Demand for NZ wine shows no sign of slowing
Global demand for New Zealand wine saw exports rise by 9% to NZ$599m (£315m) in the first quarter of the new export year, to the end of September 2021, according to the latest data from New Zealand Winegrowers (NZW). A higher price per litre saw the average value of export wines rise by 4% for the three months, versus the same period of last year, but NZW also reiterated that managing tight supplies was a key challenge for wineries. ‘The ongoing demand for New Zealand wine has proven that the di ...
Andrew Jefford: ‘The gifts of Bacchus hold our gaze like a procession’

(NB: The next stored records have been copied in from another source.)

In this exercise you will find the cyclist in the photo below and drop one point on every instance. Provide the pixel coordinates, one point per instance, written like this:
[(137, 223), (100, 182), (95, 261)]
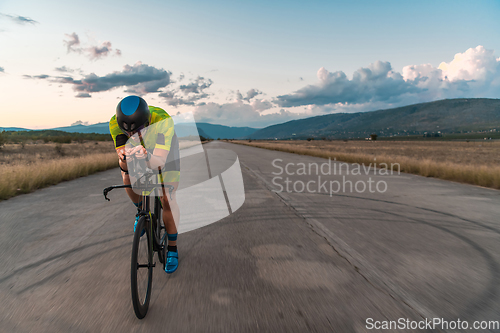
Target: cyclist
[(161, 148)]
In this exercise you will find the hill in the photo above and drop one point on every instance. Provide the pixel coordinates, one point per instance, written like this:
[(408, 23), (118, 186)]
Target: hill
[(183, 129), (445, 116)]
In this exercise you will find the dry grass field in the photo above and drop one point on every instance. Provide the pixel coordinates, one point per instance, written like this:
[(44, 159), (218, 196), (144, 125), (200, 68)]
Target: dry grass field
[(475, 163), (25, 168)]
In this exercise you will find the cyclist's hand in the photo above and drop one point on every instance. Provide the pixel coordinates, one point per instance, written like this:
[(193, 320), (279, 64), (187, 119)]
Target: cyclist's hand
[(140, 152), (121, 154)]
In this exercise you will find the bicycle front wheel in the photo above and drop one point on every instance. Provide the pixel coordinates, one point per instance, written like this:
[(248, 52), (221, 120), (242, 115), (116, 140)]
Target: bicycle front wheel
[(141, 272)]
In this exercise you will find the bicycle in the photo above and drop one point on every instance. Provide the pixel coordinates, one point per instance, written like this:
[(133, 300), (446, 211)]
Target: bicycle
[(141, 269)]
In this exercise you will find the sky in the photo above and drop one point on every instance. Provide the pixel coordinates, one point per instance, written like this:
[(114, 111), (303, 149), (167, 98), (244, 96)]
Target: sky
[(240, 63)]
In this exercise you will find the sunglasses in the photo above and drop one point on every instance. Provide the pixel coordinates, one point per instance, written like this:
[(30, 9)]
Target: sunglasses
[(140, 128)]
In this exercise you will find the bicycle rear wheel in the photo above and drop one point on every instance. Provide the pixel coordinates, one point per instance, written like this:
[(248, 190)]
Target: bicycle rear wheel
[(141, 272)]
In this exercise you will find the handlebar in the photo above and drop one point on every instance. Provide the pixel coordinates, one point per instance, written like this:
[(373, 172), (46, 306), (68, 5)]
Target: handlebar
[(110, 188)]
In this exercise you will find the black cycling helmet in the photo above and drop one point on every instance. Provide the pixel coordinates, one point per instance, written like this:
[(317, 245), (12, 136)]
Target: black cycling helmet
[(132, 113)]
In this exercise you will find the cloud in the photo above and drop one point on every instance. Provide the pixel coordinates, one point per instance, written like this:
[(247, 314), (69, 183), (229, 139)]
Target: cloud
[(139, 79), (79, 122), (64, 69), (187, 94), (197, 86), (19, 19), (41, 76), (95, 52), (474, 73), (73, 40), (83, 95), (239, 113), (377, 82)]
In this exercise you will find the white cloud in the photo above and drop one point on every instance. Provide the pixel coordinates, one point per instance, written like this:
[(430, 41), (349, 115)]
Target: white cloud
[(474, 73), (241, 114)]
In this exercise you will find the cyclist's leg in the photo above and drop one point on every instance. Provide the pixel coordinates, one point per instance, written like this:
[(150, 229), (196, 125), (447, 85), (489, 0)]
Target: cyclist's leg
[(136, 198)]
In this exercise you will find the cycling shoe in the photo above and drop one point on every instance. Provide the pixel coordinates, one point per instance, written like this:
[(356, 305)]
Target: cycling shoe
[(172, 262)]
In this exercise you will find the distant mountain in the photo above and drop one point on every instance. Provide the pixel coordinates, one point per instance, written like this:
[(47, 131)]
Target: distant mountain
[(183, 129), (450, 115), (225, 132)]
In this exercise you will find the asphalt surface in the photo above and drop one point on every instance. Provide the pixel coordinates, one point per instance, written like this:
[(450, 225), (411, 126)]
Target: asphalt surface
[(283, 262)]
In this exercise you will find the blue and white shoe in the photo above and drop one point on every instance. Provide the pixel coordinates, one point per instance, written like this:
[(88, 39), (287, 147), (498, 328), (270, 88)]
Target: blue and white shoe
[(172, 262), (135, 225)]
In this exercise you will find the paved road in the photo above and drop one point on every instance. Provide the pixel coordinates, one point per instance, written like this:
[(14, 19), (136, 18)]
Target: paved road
[(284, 262)]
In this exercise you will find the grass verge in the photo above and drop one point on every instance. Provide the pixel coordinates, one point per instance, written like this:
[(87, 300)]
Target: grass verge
[(18, 179), (482, 175)]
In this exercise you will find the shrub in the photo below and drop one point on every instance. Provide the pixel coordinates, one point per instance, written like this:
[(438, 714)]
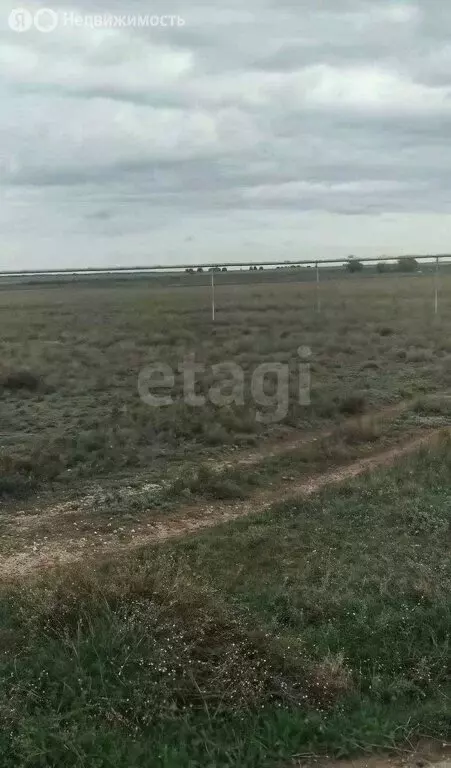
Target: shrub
[(21, 379), (352, 404)]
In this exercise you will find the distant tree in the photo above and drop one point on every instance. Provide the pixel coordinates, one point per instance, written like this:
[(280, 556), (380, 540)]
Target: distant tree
[(408, 264), (354, 265)]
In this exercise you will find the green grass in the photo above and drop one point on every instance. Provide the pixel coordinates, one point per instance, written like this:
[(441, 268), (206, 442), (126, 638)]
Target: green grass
[(320, 626)]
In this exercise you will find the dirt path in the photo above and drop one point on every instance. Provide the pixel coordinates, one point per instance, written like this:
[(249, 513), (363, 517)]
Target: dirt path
[(193, 518), (276, 445), (427, 754)]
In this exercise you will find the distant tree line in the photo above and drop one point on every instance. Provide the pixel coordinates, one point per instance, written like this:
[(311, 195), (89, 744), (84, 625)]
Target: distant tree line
[(406, 265)]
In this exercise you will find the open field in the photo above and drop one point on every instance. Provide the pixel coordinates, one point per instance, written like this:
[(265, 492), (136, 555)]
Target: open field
[(320, 626), (71, 356), (249, 594)]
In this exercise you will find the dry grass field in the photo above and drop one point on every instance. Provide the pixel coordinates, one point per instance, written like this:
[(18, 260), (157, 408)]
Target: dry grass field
[(71, 356), (188, 586)]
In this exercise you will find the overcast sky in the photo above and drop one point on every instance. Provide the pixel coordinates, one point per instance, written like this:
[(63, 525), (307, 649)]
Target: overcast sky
[(258, 129)]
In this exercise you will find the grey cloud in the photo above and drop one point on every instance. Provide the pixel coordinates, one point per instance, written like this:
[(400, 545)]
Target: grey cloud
[(205, 135)]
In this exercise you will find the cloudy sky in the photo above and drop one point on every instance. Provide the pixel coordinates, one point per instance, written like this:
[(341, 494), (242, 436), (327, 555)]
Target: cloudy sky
[(258, 129)]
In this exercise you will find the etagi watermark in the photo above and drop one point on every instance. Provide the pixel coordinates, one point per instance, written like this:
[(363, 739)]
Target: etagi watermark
[(47, 20), (231, 385)]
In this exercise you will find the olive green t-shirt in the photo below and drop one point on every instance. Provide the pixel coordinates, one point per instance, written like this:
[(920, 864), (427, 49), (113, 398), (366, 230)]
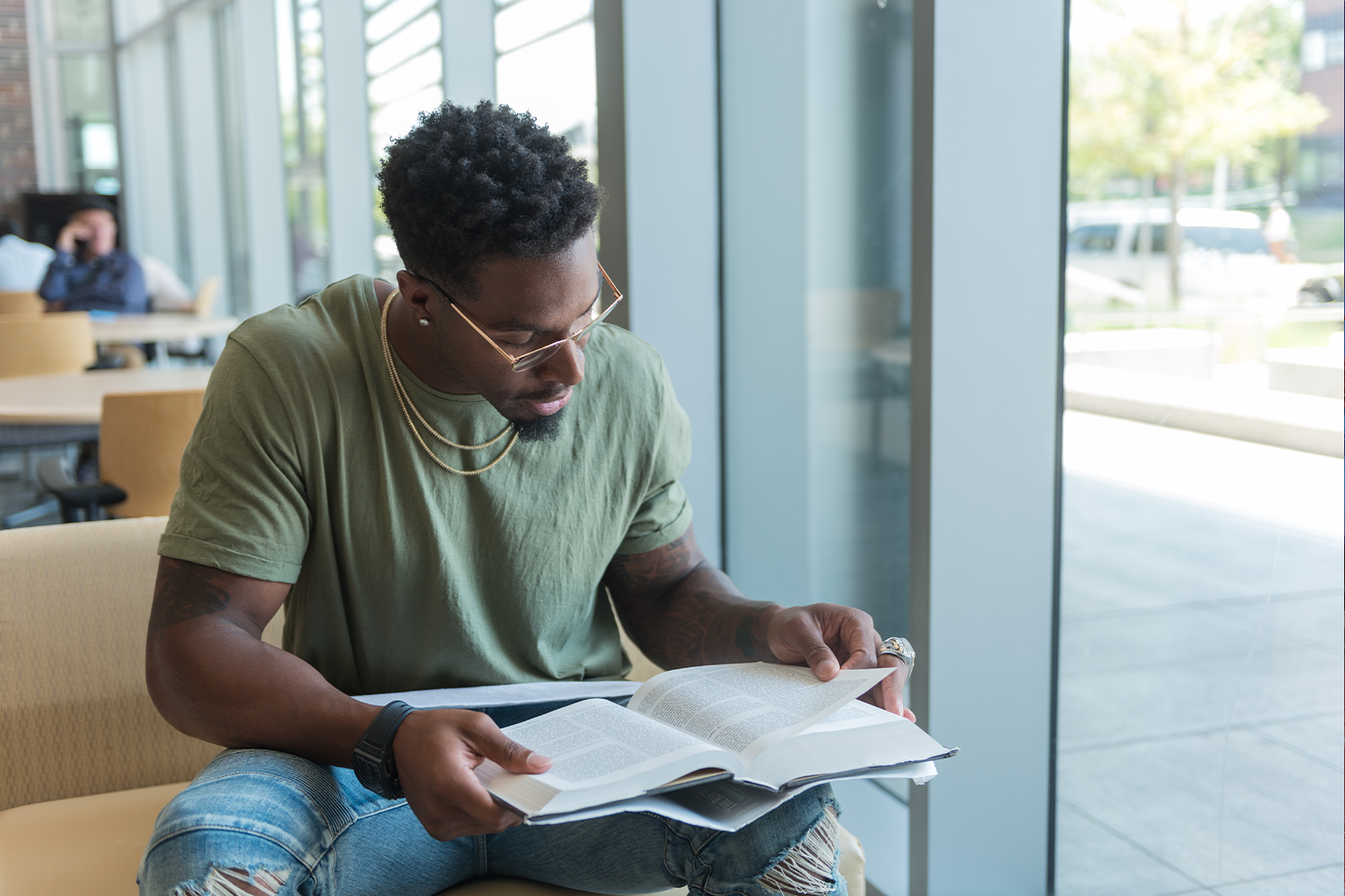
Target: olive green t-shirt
[(405, 576)]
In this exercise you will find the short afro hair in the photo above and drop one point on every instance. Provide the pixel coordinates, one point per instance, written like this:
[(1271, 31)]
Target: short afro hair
[(467, 185)]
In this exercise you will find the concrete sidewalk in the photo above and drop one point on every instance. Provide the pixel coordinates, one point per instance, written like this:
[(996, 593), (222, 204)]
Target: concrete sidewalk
[(1269, 417)]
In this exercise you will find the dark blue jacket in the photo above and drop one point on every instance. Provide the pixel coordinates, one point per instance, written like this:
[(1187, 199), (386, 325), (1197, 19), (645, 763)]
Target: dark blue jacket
[(111, 282)]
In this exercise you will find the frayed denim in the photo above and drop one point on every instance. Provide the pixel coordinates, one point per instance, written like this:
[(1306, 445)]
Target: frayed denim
[(289, 826)]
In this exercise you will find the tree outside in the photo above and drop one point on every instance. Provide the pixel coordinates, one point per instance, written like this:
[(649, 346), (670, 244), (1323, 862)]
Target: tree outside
[(1170, 93)]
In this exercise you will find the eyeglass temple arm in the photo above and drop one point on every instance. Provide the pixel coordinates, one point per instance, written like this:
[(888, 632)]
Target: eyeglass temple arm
[(508, 356), (615, 291)]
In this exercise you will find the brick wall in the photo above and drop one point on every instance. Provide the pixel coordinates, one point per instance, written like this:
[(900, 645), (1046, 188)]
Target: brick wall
[(18, 163)]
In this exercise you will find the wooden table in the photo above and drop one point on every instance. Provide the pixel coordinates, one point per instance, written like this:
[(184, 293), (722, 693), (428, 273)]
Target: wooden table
[(161, 329), (77, 398)]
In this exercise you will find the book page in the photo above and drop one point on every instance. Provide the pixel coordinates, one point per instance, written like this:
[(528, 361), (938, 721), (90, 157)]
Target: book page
[(746, 708), (576, 739), (856, 739), (599, 752)]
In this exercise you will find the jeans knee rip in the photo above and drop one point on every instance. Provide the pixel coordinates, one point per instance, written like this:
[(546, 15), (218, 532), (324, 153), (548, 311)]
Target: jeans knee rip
[(232, 882), (809, 869)]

Do growers make wine – or do markets? Growers, of course. Yet markets define the scope of the grower’s creative efforts by what they reward or sanction. When markets are neglectful and unresponsive, there’s little the grower can do but conform. It’s a problem the world over. Here’s an example. The river Moselle/Mosel rises to the wet west of the Vosges mountains, then curves in a long green arc heading north through Epinal, Metz and (along the left bank) Luxembourg’s Grand Duchy, turning east at ...
The word of the wine: Tartar (deposit)
White, chalky deposits that occur as a result of precipitation inside bottles and are often considered by consumers as a defect. They are in fact tartaric salts formed by tartaric acid, potassium and calcium naturally present in the wine. This deposit does not alter the quality of the wine and can be eliminated by a simple decanting.